Finch’s eyebrows had risen at his new job title, but she had to do something to reward him for his support and loyalty. Hopefully he would be marrying Polly soon, and they could have their own rooms in the main house. She could only hope that Blake was not going to dismiss him. Surely he would not do that? She had to trust that she was not completely wrong about him.

Although that might be easier to bear, she thought as she waited for Finch to unlock the front door. If she had been utterly misguided about Blake, if he was simply the arrogant rakehell intent on only his own pleasure and interests that she had taken him for in the beginning, then she could surely learn to fall out of love with him—which would make it so much easier to endure this marriage.

The old house was warmer than she remembered. It smelt of woodsmoke and dust, but not of damp or neglect. She could take refuge here until she found the strength to go back and discover some way to exist and create a family.

A refuge, not a hiding place, she repeated to herself as she walked through the dim rooms. If she ran, as a cowardly little voice inside her urged, then they would never be able to reach any way forward. And besides, tempting as the idea of hiding somewhere and pretending to be a widow with a child might be, it was a coward’s way out.

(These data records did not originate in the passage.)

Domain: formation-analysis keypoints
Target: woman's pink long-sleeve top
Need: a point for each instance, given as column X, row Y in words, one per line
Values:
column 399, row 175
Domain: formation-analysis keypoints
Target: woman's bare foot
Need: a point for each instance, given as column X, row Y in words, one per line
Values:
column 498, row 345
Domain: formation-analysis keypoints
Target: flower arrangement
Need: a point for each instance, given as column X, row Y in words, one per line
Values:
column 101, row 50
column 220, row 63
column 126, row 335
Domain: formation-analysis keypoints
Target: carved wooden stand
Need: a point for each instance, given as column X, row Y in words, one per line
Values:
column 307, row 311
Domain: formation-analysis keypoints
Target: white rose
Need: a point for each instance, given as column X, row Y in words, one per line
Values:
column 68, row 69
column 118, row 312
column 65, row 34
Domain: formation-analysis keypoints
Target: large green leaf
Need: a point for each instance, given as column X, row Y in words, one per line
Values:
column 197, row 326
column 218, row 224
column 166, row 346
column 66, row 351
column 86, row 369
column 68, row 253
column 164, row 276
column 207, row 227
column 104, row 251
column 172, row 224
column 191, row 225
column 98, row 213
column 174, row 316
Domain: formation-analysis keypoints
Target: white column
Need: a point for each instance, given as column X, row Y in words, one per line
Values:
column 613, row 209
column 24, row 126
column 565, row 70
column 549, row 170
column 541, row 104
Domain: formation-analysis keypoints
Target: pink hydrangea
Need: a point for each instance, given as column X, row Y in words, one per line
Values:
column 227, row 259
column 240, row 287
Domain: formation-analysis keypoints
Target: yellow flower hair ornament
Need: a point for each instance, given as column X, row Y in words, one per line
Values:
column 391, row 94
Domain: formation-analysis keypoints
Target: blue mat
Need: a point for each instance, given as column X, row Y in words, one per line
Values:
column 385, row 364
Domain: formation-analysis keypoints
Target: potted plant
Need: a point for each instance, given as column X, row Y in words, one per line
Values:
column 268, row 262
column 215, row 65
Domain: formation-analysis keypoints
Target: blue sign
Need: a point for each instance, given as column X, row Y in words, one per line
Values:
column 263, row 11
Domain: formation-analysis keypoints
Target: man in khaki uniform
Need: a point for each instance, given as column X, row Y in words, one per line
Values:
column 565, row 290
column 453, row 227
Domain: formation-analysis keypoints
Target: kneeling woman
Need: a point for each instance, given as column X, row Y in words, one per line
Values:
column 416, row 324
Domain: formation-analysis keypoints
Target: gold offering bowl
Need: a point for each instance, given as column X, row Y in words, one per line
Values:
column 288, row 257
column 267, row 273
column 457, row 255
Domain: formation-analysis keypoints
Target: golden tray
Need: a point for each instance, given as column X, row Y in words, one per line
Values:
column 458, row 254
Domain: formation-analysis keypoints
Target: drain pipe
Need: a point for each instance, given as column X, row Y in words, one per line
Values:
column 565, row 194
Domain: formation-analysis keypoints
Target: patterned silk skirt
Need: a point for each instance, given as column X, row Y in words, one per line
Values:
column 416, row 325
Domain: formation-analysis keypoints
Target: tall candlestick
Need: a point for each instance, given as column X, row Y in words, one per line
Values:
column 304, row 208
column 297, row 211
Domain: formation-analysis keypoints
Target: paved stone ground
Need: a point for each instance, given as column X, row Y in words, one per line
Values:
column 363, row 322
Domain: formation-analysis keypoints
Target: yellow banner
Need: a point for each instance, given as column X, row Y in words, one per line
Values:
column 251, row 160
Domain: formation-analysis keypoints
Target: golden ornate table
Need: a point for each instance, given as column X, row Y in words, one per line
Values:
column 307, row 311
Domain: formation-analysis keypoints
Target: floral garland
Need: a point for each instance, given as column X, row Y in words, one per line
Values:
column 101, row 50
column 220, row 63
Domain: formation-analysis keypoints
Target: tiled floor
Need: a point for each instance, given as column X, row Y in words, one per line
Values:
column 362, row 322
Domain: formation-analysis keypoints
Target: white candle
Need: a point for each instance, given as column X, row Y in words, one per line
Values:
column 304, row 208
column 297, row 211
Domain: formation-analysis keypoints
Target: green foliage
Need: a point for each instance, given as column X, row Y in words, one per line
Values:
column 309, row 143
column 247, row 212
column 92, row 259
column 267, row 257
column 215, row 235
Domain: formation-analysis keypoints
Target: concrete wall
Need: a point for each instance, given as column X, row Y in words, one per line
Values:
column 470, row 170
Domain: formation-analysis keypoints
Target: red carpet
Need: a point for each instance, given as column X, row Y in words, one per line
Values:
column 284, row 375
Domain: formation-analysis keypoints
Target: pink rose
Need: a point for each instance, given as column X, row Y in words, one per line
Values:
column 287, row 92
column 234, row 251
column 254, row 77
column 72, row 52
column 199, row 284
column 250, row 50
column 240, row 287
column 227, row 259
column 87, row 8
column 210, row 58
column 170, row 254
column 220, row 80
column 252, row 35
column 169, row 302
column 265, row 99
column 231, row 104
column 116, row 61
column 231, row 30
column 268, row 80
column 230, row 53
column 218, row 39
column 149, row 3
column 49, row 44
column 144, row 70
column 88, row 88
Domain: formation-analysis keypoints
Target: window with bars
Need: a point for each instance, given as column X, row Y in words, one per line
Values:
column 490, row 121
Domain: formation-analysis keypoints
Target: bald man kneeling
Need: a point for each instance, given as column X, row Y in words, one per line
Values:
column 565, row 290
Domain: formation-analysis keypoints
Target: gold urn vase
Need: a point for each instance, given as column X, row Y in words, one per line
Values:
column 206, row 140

This baby deserved to know his or her father. And Blake had the right to be the kind of father she knew he could be if he could only forget he was an earl and think like a plain man. But just now the last person she wanted to see was her husband.

*

When he arrived in Berkeley Square that evening the house was as Blake had left it—empty except for a skeleton staff busy draping the main rooms under dust sheets as Turner directed a campaign of deep cleaning and repairs.

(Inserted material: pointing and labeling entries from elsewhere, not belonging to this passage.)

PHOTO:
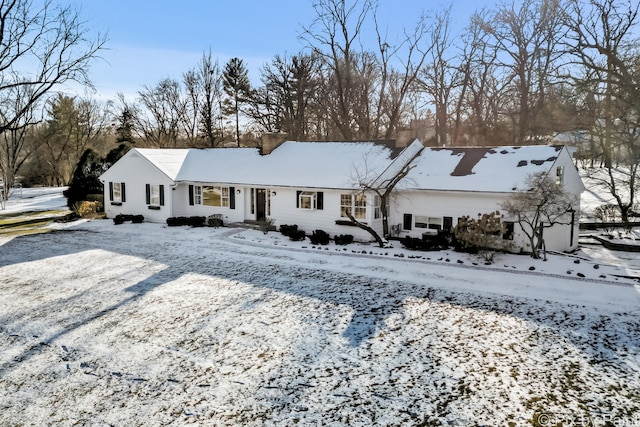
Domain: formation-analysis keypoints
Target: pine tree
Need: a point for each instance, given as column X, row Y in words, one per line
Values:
column 237, row 87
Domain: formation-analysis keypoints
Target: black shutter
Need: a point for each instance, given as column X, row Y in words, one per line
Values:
column 447, row 223
column 407, row 222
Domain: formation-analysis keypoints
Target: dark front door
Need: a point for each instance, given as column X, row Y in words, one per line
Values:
column 261, row 204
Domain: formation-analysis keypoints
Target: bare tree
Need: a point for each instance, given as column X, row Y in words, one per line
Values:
column 160, row 121
column 203, row 86
column 440, row 75
column 382, row 186
column 15, row 148
column 41, row 46
column 602, row 39
column 363, row 93
column 480, row 95
column 542, row 204
column 526, row 37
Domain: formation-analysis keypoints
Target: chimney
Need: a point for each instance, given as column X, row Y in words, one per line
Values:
column 271, row 141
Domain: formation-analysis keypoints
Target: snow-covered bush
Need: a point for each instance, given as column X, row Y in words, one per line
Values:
column 287, row 230
column 320, row 237
column 484, row 235
column 343, row 239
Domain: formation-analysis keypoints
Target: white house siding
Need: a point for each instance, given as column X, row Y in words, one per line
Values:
column 437, row 204
column 440, row 204
column 284, row 210
column 135, row 172
column 229, row 215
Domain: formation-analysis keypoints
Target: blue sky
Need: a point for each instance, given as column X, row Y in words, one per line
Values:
column 151, row 40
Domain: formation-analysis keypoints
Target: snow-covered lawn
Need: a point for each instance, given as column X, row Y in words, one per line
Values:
column 142, row 324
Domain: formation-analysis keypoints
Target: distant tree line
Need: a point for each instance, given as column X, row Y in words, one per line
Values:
column 517, row 73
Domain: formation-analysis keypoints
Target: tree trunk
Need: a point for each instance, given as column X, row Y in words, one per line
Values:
column 366, row 228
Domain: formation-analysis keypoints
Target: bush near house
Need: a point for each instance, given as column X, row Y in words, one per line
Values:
column 215, row 221
column 297, row 235
column 87, row 209
column 121, row 218
column 427, row 242
column 319, row 237
column 287, row 230
column 193, row 221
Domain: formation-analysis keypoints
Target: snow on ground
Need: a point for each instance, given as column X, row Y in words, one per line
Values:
column 142, row 324
column 34, row 199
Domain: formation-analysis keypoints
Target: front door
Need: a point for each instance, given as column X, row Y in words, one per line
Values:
column 261, row 204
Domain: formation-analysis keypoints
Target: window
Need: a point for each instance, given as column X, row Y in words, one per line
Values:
column 431, row 223
column 509, row 228
column 307, row 200
column 354, row 203
column 215, row 196
column 117, row 193
column 310, row 200
column 407, row 221
column 208, row 195
column 155, row 195
column 560, row 175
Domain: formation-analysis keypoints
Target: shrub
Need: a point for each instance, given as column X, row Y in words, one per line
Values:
column 175, row 221
column 193, row 221
column 483, row 236
column 343, row 239
column 196, row 221
column 121, row 218
column 427, row 242
column 86, row 209
column 287, row 230
column 215, row 221
column 319, row 237
column 297, row 235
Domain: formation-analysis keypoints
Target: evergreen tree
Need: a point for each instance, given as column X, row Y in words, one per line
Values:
column 86, row 178
column 124, row 131
column 237, row 87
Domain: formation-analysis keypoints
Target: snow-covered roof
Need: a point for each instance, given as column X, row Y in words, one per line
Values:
column 299, row 164
column 482, row 169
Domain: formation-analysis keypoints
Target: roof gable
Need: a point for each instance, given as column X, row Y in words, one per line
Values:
column 294, row 164
column 487, row 169
column 168, row 160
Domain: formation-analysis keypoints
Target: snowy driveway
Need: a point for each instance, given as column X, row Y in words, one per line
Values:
column 148, row 325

‘Her ladyship?’ Turner stood amidst the table silver in the strong room, surrounded by metal cleaner, polishing cloths and tubs of steaming water. ‘There has been no word from her, my lord.’

‘Obviously a misunderstanding,’ Blake said. ‘I understood her to be coming to Town on some business, but she must have gone to… Oh, what the hell? If I cannot trust your discretion, I cannot trust anyone’s. Between you and me, Turner, my wife has left me. I thought she would come here.’